Quinn ready for showdown with teachers over pay deal
THE Government is preparing to get tough in the row with secondary teachers over the Haddington Road pay and productivity deal.
A 'no' vote by the Association of Secondary Teachers' Ireland (ASTI) to the latest proposals is expected to bring swift retaliation.
The worsening dispute threatens the 70pc of second-level schools with ASTI members in the new year.
But Education Minister Ruairi Quinn yesterday warned "there will be consequences to a 'no' vote" and said a contingency plan was being worked on.
His spokesperson would not reveal details, but it is understood the Department of Education officials spelled out the consequences of further rejection of the deal.
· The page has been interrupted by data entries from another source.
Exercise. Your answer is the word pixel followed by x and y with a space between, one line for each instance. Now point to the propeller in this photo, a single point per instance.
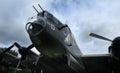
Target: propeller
pixel 98 36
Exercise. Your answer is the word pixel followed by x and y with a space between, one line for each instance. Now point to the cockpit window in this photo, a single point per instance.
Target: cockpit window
pixel 68 37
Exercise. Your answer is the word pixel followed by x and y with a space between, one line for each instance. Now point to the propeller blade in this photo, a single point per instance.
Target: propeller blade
pixel 98 36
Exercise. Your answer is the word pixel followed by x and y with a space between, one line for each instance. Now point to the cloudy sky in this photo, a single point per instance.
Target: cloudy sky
pixel 98 16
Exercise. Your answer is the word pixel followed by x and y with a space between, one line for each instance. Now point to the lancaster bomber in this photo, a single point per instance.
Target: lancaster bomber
pixel 59 52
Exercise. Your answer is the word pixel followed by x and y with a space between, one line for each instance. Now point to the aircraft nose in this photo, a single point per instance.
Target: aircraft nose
pixel 36 27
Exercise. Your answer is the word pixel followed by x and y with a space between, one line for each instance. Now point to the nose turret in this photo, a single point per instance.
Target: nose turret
pixel 36 27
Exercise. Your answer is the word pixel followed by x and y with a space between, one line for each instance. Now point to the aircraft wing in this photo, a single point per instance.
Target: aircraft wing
pixel 8 59
pixel 96 63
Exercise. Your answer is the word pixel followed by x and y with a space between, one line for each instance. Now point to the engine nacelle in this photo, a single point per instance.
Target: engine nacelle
pixel 114 49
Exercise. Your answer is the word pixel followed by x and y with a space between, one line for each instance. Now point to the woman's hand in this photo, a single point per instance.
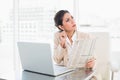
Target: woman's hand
pixel 62 36
pixel 90 63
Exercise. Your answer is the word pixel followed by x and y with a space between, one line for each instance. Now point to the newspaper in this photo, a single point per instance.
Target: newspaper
pixel 82 51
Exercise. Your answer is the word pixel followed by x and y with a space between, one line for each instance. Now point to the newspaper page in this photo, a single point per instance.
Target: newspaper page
pixel 82 51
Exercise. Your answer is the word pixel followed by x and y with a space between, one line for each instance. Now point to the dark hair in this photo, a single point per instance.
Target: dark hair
pixel 59 18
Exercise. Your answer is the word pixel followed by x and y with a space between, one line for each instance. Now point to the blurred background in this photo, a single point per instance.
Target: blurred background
pixel 32 20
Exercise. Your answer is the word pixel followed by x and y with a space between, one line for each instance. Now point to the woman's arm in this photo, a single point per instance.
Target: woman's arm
pixel 59 49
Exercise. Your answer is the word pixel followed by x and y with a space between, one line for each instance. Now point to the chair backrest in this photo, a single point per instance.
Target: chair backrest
pixel 102 52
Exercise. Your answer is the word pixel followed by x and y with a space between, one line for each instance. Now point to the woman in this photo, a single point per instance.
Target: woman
pixel 65 38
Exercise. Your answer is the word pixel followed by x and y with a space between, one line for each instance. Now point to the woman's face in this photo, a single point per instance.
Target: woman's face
pixel 68 23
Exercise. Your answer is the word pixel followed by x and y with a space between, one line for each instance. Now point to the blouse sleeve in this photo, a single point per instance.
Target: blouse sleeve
pixel 59 52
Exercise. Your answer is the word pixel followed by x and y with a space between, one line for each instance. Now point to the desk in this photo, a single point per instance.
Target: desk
pixel 74 75
pixel 78 74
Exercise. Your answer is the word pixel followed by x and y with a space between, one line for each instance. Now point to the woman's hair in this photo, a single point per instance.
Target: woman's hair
pixel 59 18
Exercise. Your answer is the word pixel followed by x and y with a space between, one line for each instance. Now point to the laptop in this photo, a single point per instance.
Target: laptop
pixel 37 57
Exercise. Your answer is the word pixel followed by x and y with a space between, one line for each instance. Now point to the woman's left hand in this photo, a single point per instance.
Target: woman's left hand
pixel 90 63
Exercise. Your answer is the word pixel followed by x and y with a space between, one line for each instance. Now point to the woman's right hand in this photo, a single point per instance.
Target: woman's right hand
pixel 63 37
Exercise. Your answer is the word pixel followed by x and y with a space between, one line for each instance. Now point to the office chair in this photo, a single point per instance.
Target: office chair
pixel 114 63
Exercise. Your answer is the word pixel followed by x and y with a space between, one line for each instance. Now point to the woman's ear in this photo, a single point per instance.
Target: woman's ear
pixel 61 27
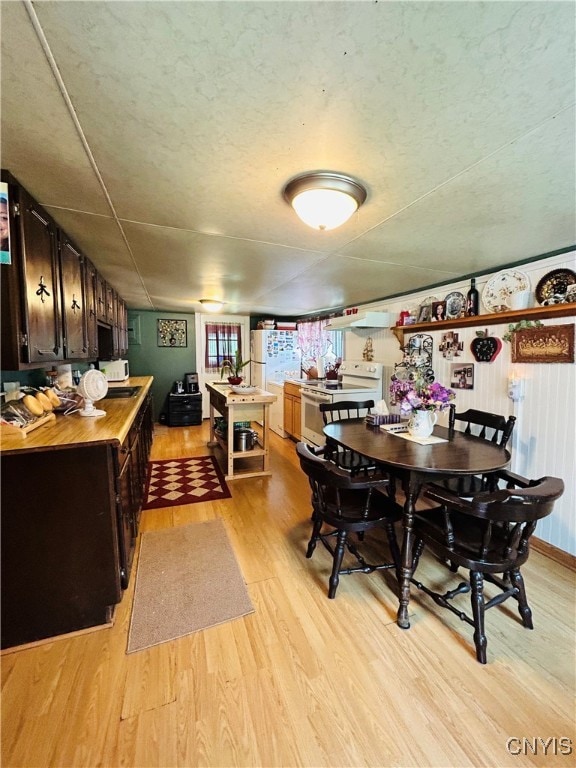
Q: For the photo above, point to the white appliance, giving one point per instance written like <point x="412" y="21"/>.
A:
<point x="274" y="356"/>
<point x="115" y="370"/>
<point x="360" y="381"/>
<point x="93" y="386"/>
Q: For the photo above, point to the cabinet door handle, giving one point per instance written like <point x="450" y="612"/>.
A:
<point x="42" y="290"/>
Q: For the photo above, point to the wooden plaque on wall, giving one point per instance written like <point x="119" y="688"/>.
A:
<point x="546" y="344"/>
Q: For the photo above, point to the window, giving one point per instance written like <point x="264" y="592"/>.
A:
<point x="222" y="342"/>
<point x="316" y="342"/>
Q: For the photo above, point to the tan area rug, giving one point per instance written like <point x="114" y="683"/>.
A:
<point x="188" y="579"/>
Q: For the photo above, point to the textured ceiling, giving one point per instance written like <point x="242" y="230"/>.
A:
<point x="160" y="135"/>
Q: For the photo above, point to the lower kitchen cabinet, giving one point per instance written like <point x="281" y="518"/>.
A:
<point x="131" y="472"/>
<point x="70" y="516"/>
<point x="61" y="567"/>
<point x="292" y="409"/>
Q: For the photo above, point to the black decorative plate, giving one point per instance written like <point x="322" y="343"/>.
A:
<point x="555" y="283"/>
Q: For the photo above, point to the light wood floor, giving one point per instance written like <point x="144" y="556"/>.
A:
<point x="304" y="681"/>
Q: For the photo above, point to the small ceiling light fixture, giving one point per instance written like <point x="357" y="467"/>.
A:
<point x="323" y="199"/>
<point x="211" y="305"/>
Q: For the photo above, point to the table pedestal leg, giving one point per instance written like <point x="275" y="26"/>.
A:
<point x="411" y="490"/>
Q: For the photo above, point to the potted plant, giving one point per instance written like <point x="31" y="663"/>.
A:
<point x="234" y="368"/>
<point x="421" y="399"/>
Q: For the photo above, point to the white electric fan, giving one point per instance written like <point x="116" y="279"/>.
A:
<point x="93" y="386"/>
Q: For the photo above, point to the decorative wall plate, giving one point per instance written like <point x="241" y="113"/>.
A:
<point x="485" y="348"/>
<point x="555" y="283"/>
<point x="501" y="286"/>
<point x="455" y="304"/>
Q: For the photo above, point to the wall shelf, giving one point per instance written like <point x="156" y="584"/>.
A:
<point x="513" y="316"/>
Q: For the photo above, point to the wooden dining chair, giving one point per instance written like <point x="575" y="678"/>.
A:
<point x="343" y="504"/>
<point x="489" y="426"/>
<point x="488" y="535"/>
<point x="344" y="457"/>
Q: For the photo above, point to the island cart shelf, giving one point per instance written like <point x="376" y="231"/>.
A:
<point x="234" y="408"/>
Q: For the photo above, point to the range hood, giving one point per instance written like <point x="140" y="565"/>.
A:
<point x="360" y="320"/>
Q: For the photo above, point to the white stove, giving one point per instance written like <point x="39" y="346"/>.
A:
<point x="359" y="381"/>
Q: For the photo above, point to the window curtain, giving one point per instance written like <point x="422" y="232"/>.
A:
<point x="315" y="341"/>
<point x="222" y="342"/>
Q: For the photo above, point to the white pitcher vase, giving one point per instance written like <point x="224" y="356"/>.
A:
<point x="421" y="423"/>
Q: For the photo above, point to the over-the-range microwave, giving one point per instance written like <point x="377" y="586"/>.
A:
<point x="115" y="370"/>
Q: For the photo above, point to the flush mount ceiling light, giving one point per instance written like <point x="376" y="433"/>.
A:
<point x="211" y="305"/>
<point x="324" y="200"/>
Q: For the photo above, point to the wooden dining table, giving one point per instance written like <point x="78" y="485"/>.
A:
<point x="415" y="465"/>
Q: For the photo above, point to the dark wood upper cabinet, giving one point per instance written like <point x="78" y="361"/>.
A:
<point x="42" y="341"/>
<point x="74" y="313"/>
<point x="91" y="307"/>
<point x="101" y="298"/>
<point x="54" y="301"/>
<point x="111" y="301"/>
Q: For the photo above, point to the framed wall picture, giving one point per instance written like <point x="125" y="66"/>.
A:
<point x="172" y="333"/>
<point x="546" y="344"/>
<point x="462" y="376"/>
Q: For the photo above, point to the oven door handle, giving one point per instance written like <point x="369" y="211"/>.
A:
<point x="316" y="397"/>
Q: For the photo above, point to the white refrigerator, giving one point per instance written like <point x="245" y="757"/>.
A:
<point x="274" y="356"/>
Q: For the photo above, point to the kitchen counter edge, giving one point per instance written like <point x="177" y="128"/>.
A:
<point x="71" y="430"/>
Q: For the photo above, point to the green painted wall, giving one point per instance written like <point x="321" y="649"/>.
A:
<point x="166" y="364"/>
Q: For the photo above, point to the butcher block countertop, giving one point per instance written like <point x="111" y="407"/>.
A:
<point x="225" y="392"/>
<point x="67" y="431"/>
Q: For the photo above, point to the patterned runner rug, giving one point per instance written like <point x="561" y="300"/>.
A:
<point x="173" y="482"/>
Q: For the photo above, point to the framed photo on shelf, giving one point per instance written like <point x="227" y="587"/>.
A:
<point x="425" y="313"/>
<point x="438" y="311"/>
<point x="172" y="333"/>
<point x="462" y="376"/>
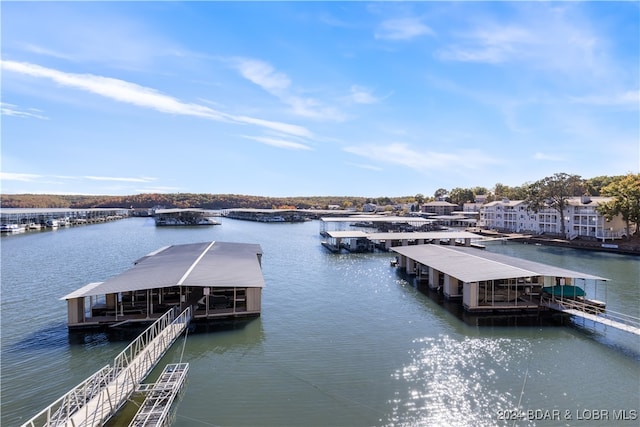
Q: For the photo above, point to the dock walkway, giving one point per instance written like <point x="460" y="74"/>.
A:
<point x="588" y="311"/>
<point x="160" y="396"/>
<point x="100" y="396"/>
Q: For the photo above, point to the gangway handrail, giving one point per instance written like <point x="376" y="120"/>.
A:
<point x="622" y="318"/>
<point x="124" y="358"/>
<point x="123" y="374"/>
<point x="74" y="399"/>
<point x="586" y="307"/>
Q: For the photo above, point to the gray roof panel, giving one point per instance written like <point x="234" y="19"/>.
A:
<point x="473" y="265"/>
<point x="208" y="264"/>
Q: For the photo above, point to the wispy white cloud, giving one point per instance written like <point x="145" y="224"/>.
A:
<point x="119" y="179"/>
<point x="421" y="160"/>
<point x="15" y="111"/>
<point x="362" y="95"/>
<point x="280" y="85"/>
<point x="493" y="44"/>
<point x="402" y="29"/>
<point x="280" y="143"/>
<point x="160" y="190"/>
<point x="547" y="157"/>
<point x="365" y="166"/>
<point x="141" y="96"/>
<point x="263" y="74"/>
<point x="629" y="98"/>
<point x="544" y="37"/>
<point x="24" y="177"/>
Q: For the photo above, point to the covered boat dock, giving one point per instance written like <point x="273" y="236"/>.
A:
<point x="215" y="279"/>
<point x="491" y="282"/>
<point x="188" y="216"/>
<point x="361" y="241"/>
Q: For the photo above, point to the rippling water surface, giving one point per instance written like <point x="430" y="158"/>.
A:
<point x="343" y="340"/>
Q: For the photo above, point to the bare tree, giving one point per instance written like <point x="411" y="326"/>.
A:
<point x="554" y="192"/>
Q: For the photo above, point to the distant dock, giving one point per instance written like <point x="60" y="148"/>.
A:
<point x="35" y="219"/>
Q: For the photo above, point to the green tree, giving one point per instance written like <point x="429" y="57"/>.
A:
<point x="626" y="201"/>
<point x="440" y="192"/>
<point x="419" y="199"/>
<point x="554" y="192"/>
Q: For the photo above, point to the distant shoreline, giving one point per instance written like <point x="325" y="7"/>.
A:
<point x="620" y="246"/>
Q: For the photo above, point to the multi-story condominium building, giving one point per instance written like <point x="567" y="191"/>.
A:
<point x="580" y="217"/>
<point x="439" y="207"/>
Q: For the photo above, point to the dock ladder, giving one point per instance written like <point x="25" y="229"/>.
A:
<point x="99" y="397"/>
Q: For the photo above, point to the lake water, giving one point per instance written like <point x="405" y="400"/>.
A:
<point x="343" y="340"/>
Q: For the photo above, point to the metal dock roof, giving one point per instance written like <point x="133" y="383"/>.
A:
<point x="207" y="264"/>
<point x="473" y="265"/>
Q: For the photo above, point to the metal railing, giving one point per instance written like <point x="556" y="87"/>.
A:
<point x="101" y="395"/>
<point x="594" y="309"/>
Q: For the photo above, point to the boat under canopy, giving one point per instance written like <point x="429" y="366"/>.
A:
<point x="564" y="291"/>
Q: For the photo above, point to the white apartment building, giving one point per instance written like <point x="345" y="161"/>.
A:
<point x="580" y="217"/>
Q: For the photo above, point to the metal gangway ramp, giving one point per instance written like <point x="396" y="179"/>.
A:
<point x="99" y="397"/>
<point x="587" y="310"/>
<point x="160" y="396"/>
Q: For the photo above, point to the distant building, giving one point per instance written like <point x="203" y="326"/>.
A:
<point x="369" y="207"/>
<point x="439" y="207"/>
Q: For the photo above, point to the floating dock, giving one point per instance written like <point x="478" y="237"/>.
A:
<point x="156" y="408"/>
<point x="94" y="401"/>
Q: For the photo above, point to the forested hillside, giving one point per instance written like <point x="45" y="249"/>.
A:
<point x="184" y="200"/>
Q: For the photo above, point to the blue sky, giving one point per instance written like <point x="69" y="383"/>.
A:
<point x="309" y="99"/>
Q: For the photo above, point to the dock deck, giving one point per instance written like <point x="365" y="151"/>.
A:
<point x="99" y="397"/>
<point x="156" y="407"/>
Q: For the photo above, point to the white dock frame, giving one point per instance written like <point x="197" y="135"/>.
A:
<point x="99" y="397"/>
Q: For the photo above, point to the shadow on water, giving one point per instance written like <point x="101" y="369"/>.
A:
<point x="51" y="337"/>
<point x="59" y="336"/>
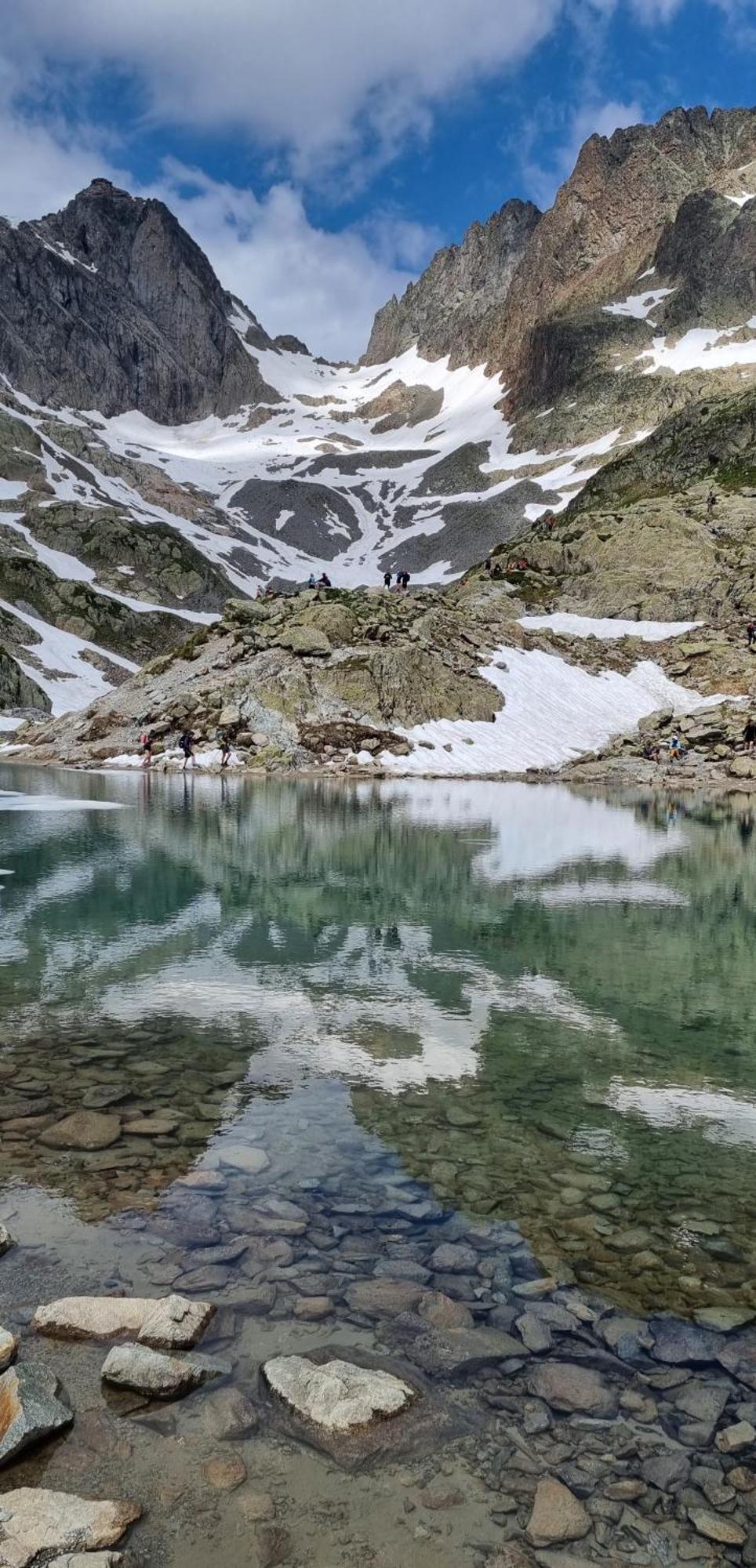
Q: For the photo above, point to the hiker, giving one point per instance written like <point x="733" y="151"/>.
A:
<point x="187" y="746"/>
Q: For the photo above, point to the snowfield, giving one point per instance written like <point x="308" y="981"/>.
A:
<point x="554" y="713"/>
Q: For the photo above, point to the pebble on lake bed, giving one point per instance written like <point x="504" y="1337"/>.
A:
<point x="338" y="1395"/>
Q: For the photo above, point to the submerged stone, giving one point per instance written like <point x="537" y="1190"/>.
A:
<point x="558" y="1515"/>
<point x="336" y="1396"/>
<point x="9" y="1348"/>
<point x="37" y="1522"/>
<point x="29" y="1410"/>
<point x="167" y="1324"/>
<point x="156" y="1374"/>
<point x="84" y="1130"/>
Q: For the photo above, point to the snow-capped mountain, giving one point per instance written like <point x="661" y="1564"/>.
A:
<point x="159" y="451"/>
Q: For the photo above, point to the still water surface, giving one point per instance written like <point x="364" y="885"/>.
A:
<point x="394" y="1004"/>
<point x="512" y="989"/>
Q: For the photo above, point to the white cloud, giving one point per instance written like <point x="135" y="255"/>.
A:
<point x="297" y="278"/>
<point x="329" y="84"/>
<point x="322" y="286"/>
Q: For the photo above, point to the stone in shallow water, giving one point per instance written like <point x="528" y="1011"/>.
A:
<point x="683" y="1345"/>
<point x="440" y="1312"/>
<point x="156" y="1374"/>
<point x="87" y="1561"/>
<point x="573" y="1388"/>
<point x="336" y="1396"/>
<point x="167" y="1324"/>
<point x="733" y="1440"/>
<point x="724" y="1319"/>
<point x="558" y="1515"/>
<point x="225" y="1472"/>
<point x="230" y="1415"/>
<point x="244" y="1158"/>
<point x="451" y="1258"/>
<point x="275" y="1218"/>
<point x="9" y="1348"/>
<point x="727" y="1533"/>
<point x="84" y="1130"/>
<point x="29" y="1410"/>
<point x="35" y="1523"/>
<point x="379" y="1298"/>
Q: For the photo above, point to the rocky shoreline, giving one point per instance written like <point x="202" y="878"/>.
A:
<point x="412" y="1345"/>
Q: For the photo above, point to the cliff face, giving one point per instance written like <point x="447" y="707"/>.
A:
<point x="603" y="230"/>
<point x="111" y="305"/>
<point x="443" y="311"/>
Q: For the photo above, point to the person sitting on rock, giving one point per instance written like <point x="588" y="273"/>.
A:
<point x="187" y="746"/>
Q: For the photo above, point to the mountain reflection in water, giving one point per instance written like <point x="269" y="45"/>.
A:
<point x="537" y="1001"/>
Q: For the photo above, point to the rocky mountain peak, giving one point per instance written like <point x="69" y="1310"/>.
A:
<point x="456" y="292"/>
<point x="111" y="305"/>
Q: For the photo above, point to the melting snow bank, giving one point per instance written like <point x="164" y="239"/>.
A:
<point x="554" y="713"/>
<point x="608" y="630"/>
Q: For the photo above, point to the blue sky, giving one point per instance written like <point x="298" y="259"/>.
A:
<point x="322" y="150"/>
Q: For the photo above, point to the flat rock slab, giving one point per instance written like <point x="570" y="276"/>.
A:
<point x="385" y="1298"/>
<point x="459" y="1352"/>
<point x="35" y="1523"/>
<point x="558" y="1515"/>
<point x="167" y="1324"/>
<point x="244" y="1158"/>
<point x="84" y="1130"/>
<point x="89" y="1561"/>
<point x="156" y="1374"/>
<point x="573" y="1388"/>
<point x="9" y="1348"/>
<point x="336" y="1396"/>
<point x="29" y="1410"/>
<point x="716" y="1528"/>
<point x="685" y="1345"/>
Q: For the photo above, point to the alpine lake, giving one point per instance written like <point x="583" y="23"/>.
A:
<point x="453" y="1080"/>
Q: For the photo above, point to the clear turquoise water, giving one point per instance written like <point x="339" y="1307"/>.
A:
<point x="536" y="1004"/>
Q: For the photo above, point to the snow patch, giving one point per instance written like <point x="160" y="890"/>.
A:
<point x="639" y="307"/>
<point x="554" y="713"/>
<point x="608" y="630"/>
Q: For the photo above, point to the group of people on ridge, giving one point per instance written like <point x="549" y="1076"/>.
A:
<point x="187" y="744"/>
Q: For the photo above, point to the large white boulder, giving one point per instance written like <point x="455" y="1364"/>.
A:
<point x="336" y="1396"/>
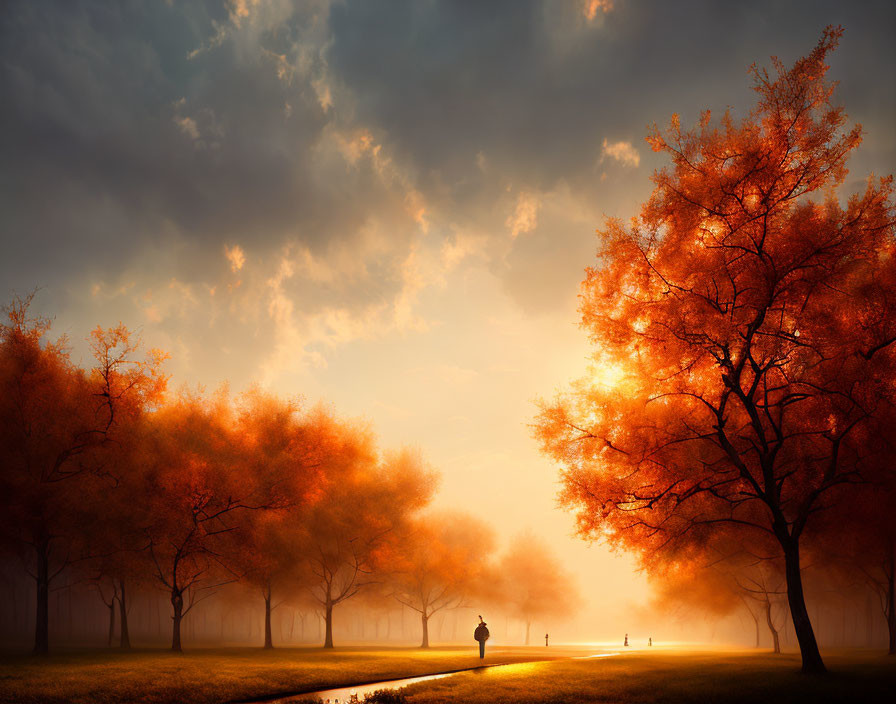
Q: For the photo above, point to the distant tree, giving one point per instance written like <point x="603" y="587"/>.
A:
<point x="752" y="330"/>
<point x="437" y="563"/>
<point x="285" y="448"/>
<point x="533" y="584"/>
<point x="362" y="500"/>
<point x="196" y="497"/>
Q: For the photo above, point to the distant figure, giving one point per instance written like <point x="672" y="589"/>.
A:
<point x="481" y="634"/>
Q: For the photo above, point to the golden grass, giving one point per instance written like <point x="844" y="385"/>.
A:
<point x="205" y="676"/>
<point x="676" y="678"/>
<point x="220" y="675"/>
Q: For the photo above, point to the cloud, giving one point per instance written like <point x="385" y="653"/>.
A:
<point x="380" y="149"/>
<point x="188" y="126"/>
<point x="623" y="152"/>
<point x="236" y="256"/>
<point x="525" y="214"/>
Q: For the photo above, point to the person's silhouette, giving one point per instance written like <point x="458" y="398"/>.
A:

The ASTI was told the Government would use legislation to force changes to the terms and conditions of their members, including compulsory and unpaid supervision and substitution (S&S) work.
Legislation was introduced in the summer to allow the Government to impose such changes on public servants in the absence of agreement on Haddington Road.
The ASTI is the only union not to have signed up to the deal. It is preparing to ballot members for a third time on different versions of the package, with a recommendation to reject. That follows a meeting of the union's central executive committee last Saturday.
Under Haddington Road, members of the other two teacher unions, the Teachers Union of Ireland (TUI) and the Irish National Teachers' Organisation (INTO), are now obliged to do S&S without payment.
But it has not been imposed on the ASTI and the 70pc of its members who previously volunteered for the work, in return for an annual payment of up to €1,769, are continuing to do so.
It puts the Government in an awkward position, with members of two unions obliged to do S&S for no money, while ASTI members continue to have a choice – and an expectation of payment.
But Mr Quinn has given a clear signal that another "no" vote from the ASTI will change everything.
Such a move by the Government is likely to provoke strong reaction from the ASTI, however. Members could refuse to do S&S, which could force schools to close.
The ballot of the 17,000 ASTI members will run from December 2 to 18, delivering a result on the eve of the school Christmas holidays.